Clustering algorithms differ with respect to their strategy of identifying groupings: - Combinatorial algorithms select the most coherent of different groupings of observations - Probabilistic modeling estimates distributions that most likely generated the clusters - Hierarchical clustering finds a sequence of nested clusters that optimizes coherence at any given stage
Algorithms also differ by the notion of what constitutes a useful collection of objects that needs to match the data characteristics, domain and the goal of the applications.

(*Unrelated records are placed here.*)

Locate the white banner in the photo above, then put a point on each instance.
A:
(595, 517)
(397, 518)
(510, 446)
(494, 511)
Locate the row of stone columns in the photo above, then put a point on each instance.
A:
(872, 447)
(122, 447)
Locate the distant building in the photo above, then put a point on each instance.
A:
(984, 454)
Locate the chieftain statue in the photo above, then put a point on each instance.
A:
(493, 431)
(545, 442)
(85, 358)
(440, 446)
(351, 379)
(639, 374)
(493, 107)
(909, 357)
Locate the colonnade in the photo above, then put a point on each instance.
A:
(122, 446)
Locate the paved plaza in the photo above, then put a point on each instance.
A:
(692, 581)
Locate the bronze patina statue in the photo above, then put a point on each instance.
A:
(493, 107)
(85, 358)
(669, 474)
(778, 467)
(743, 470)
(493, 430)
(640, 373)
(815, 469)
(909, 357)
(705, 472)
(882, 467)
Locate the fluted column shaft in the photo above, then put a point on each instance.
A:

Types of groupings include: - Clearly separated groups of various shapes - Prototype- or center-based, compact clusters - Density-based clusters of arbitrary shape - Connectivity- or graph-based clusters
Important additional aspects of a clustering algorithm include whether - it requires exclusive cluster membership, - makes hard, i.e., binary, or soft, probabilistic assignment, and - is complete and assigns all data points to clusters.
The notebook clustering_algos compares the clustering results for several algorithm using toy dataset designed to test clustering algorithms.

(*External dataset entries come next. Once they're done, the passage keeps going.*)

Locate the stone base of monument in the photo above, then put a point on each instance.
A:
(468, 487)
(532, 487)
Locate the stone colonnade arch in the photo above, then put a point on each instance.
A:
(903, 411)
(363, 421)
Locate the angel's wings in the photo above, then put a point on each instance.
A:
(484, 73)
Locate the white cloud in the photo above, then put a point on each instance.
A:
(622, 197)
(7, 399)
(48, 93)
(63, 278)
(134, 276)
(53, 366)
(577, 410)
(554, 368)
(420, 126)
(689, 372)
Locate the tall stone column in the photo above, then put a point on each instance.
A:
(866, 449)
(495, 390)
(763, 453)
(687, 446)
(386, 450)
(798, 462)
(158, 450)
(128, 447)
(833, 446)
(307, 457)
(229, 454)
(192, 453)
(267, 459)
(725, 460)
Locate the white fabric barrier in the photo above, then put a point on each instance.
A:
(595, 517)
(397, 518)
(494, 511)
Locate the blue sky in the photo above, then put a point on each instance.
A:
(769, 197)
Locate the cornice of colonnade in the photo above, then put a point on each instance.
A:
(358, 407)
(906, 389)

k-Means is the most well-known clustering algorithm and was first proposed by Stuart Lloyd at Bell Labs in 1957.
The algorithm finds K centroids and assigns each data point to exactly one cluster with the goal of minimizing the within-cluster variance (called inertia). It typically uses Euclidean distance but other metrics can also be used. k-Means assumes that clusters are spherical and of equal size and ignores the covariance among features.
Cluster quality metrics help select among alternative clustering results.
Hierarchical clustering avoids the need to specify a target number of clusters because it assumes that data can successively be merged into increasingly dissimilar clusters. It does not pursue a global objective but decides incrementally how to produce a sequence of nested clusters that range from a single cluster to clusters consisting of the individual data points.
While hierarchical clustering does not have hyperparameters like k-Means, the measure of dissimilarity between clusters (as opposed to individual data points) has an important impact on the clustering result. The options differ as follows:
The notebook hierarchical_clustering demonstrates how this algorithm works, and how to visualize and evaluate the results.
Density-based clustering algorithms assign cluster membership based on proximity to other cluster members. They pursue the goal of identifying dense regions of arbitrary shapes and sizes. They do not require the specification of a certain number of clusters but instead rely on parameters that define the size of a neighborhood and a density threshold.
The notebook density_based_clustering demonstrates how DBSCAN and hierarchical DBSCAN work.
Gaussian mixture models (GMM) are a generative model that assumes the data has been generated by a mix of various multivariate normal distributions. The algorithm aims to estimate the mean & covariance matrices of these distributions.
It generalizes the k-Means algorithm: it adds covariance among features so that clusters can be ellipsoids rather than spheres, while the centroids are represented by the means of each distribution. The GMM algorithm performs soft assignments because each point has a probability to be a member of any cluster.
The notebook gaussian_mixture_models demonstrates the application of a GMM clustering model.
The key idea of hierarchical risk parity (HRP) is to use hierarchical clustering on the covariance matrix to be able to group assets with similar correlations together and reduce the number of degrees of freedom by only considering 'similar' assets as substitutes when constructing the portfolio.